Rebeldia, inquietação, a ânsia por um destino memorável e a necessidade de imprimir sentido à existência são os fios condutores de “Os Fabelmans”, um dos trabalhos mais confessionais de Steven Spielberg. O diretor levou décadas até reunir coragem para traduzir em imagens sua trajetória e seu encantamento pelo cinema, construindo uma narrativa sensível, estruturada a partir de uma família judaica cujos membros manifestam personalidades e aspirações distintas, sem que isso leve ao caos ou ao afastamento.
A essência desse filme já se inscrevia, de forma mais ou menos disfarçada, em algumas de suas realizações mais icônicas. Quem observar atentamente as entrelinhas de “E.T. O Extraterrestre” (1982), “A Lista de Schindler” (1993) ou até mesmo “Tubarão” (1975) e “Guerra dos Mundos” (2005) perceberá a recorrência de um fascínio por narrativas que extrapolam o ordinário.
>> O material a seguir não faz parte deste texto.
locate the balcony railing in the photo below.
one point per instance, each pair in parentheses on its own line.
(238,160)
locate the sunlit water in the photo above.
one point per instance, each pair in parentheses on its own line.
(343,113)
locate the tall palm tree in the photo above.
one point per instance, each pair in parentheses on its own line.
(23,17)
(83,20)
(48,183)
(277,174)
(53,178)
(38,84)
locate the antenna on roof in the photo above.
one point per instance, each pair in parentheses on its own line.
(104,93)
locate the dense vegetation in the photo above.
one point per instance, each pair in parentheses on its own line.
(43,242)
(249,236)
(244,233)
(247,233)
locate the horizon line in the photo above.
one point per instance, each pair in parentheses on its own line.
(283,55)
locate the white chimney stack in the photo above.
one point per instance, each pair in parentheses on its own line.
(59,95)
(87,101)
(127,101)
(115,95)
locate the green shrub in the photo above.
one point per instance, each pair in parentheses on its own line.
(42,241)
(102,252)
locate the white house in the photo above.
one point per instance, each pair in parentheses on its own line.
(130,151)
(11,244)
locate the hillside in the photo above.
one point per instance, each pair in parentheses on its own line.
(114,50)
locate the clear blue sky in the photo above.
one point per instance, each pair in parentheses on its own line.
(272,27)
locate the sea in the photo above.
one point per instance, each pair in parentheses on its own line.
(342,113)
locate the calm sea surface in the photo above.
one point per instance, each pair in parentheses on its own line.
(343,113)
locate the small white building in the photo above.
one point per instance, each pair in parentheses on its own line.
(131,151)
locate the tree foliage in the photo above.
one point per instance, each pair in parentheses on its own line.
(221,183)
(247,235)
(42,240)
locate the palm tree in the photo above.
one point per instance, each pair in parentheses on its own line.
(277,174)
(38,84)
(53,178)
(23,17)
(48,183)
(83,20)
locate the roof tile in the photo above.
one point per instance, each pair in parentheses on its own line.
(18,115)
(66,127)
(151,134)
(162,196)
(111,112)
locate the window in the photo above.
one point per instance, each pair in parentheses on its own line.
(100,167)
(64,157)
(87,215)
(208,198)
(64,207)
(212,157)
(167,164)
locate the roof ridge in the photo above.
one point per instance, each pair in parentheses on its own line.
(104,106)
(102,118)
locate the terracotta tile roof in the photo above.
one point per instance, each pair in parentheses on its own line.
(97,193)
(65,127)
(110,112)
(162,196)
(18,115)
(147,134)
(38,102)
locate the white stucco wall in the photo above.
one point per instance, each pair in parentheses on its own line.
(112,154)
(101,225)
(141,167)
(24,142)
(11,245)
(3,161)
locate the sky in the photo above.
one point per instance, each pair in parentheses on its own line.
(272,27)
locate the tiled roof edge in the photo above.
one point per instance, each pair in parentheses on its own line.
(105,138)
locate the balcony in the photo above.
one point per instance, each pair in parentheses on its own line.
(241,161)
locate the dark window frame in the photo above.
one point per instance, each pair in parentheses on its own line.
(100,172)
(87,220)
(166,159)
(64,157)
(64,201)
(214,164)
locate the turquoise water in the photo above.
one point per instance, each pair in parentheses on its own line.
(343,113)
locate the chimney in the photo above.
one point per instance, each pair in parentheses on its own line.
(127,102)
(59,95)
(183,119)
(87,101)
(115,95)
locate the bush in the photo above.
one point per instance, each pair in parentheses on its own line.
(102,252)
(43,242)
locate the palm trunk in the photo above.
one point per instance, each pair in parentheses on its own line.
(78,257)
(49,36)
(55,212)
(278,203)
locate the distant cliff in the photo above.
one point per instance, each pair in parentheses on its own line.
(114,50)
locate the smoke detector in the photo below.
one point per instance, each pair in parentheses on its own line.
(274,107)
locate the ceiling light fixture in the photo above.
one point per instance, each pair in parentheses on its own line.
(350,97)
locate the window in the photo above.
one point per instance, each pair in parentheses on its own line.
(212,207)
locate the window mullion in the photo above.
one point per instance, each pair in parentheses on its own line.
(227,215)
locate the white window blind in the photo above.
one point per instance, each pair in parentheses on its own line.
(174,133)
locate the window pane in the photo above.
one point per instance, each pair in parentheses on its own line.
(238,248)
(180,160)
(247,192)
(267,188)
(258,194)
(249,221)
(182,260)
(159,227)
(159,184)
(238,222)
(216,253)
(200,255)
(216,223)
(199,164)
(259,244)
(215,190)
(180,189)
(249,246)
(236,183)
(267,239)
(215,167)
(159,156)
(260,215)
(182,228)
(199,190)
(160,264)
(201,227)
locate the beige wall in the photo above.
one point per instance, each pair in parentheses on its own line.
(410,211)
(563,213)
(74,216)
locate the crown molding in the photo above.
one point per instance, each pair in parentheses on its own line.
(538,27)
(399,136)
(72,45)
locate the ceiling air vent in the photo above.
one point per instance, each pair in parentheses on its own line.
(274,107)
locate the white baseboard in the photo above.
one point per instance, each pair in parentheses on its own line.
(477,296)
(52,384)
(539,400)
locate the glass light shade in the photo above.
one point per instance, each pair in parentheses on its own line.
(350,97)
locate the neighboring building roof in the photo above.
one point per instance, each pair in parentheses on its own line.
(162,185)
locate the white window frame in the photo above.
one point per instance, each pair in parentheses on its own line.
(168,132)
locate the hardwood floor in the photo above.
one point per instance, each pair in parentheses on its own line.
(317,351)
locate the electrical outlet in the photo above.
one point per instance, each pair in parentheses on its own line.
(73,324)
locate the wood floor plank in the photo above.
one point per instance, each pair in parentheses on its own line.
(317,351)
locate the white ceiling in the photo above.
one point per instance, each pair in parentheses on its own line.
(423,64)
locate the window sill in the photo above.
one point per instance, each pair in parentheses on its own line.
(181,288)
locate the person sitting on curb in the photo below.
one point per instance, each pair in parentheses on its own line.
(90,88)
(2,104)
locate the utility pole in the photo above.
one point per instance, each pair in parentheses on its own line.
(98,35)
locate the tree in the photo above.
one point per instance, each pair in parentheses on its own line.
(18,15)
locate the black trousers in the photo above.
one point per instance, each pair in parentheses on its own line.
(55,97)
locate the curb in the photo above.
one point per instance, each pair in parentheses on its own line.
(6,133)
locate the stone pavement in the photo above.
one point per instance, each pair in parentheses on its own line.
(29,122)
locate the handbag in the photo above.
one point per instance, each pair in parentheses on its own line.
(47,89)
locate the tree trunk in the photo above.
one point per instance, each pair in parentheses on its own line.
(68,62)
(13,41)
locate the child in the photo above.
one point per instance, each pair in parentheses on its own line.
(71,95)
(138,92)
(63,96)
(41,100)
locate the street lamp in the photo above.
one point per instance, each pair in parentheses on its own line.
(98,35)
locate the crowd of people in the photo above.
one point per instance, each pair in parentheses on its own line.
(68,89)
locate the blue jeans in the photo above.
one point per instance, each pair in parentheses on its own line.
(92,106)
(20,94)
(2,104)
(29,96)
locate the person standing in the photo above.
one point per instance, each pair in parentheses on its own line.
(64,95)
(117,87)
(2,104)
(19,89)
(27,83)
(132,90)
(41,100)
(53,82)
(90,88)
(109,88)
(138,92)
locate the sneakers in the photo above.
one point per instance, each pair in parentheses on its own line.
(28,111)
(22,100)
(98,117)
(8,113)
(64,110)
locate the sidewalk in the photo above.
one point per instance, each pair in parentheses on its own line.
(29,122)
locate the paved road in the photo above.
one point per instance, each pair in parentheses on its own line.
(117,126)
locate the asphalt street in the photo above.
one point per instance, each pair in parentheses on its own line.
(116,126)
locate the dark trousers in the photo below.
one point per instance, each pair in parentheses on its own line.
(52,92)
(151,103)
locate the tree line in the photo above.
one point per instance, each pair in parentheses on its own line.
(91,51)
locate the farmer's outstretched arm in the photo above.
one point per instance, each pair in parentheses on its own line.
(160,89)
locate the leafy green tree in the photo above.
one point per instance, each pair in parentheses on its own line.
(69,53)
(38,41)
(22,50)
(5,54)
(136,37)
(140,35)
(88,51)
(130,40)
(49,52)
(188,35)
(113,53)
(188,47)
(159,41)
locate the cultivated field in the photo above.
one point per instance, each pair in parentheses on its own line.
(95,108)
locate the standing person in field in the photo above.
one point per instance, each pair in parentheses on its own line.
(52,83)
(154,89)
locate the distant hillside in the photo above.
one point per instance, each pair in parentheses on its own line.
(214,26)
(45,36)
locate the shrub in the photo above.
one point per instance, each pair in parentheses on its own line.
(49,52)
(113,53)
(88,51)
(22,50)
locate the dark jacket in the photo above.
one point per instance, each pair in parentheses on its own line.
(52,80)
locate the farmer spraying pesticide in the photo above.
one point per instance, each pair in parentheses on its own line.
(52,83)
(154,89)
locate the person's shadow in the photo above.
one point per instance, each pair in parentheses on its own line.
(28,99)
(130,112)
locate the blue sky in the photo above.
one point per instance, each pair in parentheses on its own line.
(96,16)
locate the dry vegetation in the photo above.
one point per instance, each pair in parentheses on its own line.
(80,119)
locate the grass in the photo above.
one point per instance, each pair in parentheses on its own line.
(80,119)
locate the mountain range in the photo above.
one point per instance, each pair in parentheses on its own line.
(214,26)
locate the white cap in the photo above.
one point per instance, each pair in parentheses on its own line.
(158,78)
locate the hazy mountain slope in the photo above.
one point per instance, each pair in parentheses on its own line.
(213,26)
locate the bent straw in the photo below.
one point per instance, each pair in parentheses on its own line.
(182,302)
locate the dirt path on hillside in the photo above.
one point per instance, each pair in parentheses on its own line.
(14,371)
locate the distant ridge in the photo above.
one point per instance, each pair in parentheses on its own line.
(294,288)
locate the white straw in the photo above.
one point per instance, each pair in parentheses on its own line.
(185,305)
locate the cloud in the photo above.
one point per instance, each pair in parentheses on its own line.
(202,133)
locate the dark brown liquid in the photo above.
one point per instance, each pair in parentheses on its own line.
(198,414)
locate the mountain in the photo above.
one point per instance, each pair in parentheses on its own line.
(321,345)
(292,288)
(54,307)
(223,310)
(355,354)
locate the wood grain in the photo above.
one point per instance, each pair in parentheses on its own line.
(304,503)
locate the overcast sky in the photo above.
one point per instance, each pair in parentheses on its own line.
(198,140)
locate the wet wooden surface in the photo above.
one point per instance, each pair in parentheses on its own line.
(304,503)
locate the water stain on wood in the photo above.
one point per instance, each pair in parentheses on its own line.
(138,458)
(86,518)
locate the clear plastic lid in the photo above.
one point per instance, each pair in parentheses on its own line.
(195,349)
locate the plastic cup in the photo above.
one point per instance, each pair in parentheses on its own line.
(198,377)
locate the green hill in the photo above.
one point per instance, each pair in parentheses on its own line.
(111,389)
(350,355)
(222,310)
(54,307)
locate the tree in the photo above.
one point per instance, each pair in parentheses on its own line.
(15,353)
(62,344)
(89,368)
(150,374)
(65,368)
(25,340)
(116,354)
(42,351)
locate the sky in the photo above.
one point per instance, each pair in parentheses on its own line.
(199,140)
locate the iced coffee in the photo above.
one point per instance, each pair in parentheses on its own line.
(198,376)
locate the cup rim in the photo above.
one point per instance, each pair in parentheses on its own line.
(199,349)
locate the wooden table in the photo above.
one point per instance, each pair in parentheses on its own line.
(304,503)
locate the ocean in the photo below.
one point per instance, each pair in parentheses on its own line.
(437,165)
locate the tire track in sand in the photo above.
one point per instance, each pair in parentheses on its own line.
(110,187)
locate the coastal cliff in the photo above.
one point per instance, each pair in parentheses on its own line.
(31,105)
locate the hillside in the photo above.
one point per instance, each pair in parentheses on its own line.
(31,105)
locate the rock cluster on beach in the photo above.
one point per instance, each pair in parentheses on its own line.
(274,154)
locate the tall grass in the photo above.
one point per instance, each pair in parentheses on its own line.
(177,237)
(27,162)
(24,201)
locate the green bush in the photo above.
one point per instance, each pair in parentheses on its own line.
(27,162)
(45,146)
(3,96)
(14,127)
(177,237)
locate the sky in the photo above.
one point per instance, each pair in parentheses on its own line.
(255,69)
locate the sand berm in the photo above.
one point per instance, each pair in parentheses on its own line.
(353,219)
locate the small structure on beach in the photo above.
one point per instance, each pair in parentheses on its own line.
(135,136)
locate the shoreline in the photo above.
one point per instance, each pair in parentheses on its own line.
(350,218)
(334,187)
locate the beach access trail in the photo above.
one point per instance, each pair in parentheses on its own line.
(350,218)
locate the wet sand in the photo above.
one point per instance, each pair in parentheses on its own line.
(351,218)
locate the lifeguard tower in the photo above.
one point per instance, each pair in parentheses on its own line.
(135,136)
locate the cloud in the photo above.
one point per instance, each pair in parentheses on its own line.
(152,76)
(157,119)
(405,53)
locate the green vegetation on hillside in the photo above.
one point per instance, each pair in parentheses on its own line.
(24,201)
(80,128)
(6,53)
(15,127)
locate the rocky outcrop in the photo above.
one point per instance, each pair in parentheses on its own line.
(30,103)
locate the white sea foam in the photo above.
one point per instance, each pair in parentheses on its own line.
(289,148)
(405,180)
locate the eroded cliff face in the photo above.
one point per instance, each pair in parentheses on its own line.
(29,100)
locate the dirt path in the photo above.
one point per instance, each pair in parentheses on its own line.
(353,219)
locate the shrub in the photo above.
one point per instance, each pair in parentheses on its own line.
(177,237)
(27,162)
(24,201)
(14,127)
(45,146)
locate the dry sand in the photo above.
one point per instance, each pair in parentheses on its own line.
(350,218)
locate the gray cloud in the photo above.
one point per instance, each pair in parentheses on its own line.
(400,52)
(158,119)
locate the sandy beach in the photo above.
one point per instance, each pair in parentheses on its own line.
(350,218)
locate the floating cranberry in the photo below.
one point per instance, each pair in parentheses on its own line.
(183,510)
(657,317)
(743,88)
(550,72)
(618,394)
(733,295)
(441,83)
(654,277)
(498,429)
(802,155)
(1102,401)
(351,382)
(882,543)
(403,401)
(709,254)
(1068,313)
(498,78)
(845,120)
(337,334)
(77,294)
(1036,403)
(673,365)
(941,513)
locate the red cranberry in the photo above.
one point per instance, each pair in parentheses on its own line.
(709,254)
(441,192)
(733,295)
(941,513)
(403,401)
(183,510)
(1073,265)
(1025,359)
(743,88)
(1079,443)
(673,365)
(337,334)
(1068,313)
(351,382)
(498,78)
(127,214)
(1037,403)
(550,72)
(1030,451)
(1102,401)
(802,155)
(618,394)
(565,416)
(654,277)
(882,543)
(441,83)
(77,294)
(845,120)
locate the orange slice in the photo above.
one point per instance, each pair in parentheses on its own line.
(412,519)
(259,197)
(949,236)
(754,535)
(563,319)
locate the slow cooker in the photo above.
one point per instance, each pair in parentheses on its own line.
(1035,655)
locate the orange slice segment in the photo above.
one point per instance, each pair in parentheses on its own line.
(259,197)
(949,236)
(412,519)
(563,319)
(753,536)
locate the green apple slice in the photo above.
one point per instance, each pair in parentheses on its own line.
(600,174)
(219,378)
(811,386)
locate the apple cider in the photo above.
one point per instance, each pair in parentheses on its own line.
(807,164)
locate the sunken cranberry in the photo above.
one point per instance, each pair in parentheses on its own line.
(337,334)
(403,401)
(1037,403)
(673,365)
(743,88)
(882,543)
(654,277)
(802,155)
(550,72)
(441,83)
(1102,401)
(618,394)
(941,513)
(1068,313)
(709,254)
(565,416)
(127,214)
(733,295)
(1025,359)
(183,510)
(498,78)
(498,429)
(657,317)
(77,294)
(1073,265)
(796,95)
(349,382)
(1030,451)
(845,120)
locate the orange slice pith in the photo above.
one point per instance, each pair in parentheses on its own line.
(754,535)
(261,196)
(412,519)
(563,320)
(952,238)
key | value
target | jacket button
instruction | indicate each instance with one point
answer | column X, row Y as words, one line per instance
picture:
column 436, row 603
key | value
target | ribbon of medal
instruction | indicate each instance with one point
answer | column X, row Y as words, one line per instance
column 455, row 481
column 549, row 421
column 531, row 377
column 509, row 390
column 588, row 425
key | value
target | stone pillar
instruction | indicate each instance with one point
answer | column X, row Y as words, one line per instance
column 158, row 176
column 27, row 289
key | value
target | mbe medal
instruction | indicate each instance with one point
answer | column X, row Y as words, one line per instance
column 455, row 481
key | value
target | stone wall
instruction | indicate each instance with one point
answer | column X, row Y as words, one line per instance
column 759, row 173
Aqui, esse impulso se revela sem subterfúgios, por meio de uma estrutura que combina memórias, recursos metalinguísticos e uma profunda reflexão sobre o olhar que transforma a realidade em ficção.
Mitzi Fabelman renunciou a uma promissora carreira como pianista para se dedicar ao casamento, mantendo apenas aulas particulares como um pálido vestígio do que poderia ter sido. Seu marido, Burt, é um engenheiro bem-sucedido que enxerga no cinema doméstico um mero passatempo. Já Sammy, o filho mais velho do casal, sintetiza as naturezas opostas dos pais. Ao levá-lo para assistir a “O Maior Espetáculo da Terra” (1952), obra de Cecil B. DeMille que retrata o lendário Ringling Bros-Barnum and Bailey Circus, eles, sem saber, desencadeiam uma transformação irreversível no garoto.
Spielberg e o roteirista Tony Kushner dedicam uma atenção especial ao momento em que o pequeno Sammy, vivido por Mateo Zoryon Francis-DeFord, absorve com intensidade cada detalhe do que vê na tela e, incapaz de conter o impulso criativo, reproduz o impacto de um desastre ferroviário usando seus brinquedos. O pai, cético, vê apenas desordem e desperdício, enquanto Mitzi reconhece ali um talento latente. Essa oposição, brilhantemente incorporada por Michelle Williams e Paul Dano, orienta grande parte do filme, evidenciando as forças que moldam o protagonista. Já adolescente, Sammy, interpretado por Gabriel LaBelle, dirige seus colegas escoteiros em um curta sobre a Segunda Guerra Mundial (1939-1945), revelando-se um cineasta nato desde os primeiros passos. A trajetória parecia traçada.
A intuição que permitiu a Spielberg se conectar tão profundamente ao público, convertendo premissas improváveis em sucessos retumbantes, nunca foi mero acaso. Sua capacidade de captar o espírito de uma época e de traduzir anseios coletivos em experiências cinematográficas inesquecíveis fez dele um mestre da indústria cultural. Mas o que torna “Os Fabelmans” uma obra singular é o modo como o diretor se despe de artifícios para expor, com rara sensibilidade, as origens desse olhar perspicaz. Entre recordações, referências e um amor inegociável pelo ofício, Spielberg retorna ao ponto onde tudo começou, reconstruindo, com a precisão de um artesão e a emoção de um sonhador, a gênese de seu fascínio pelo poder das histórias bem contadas.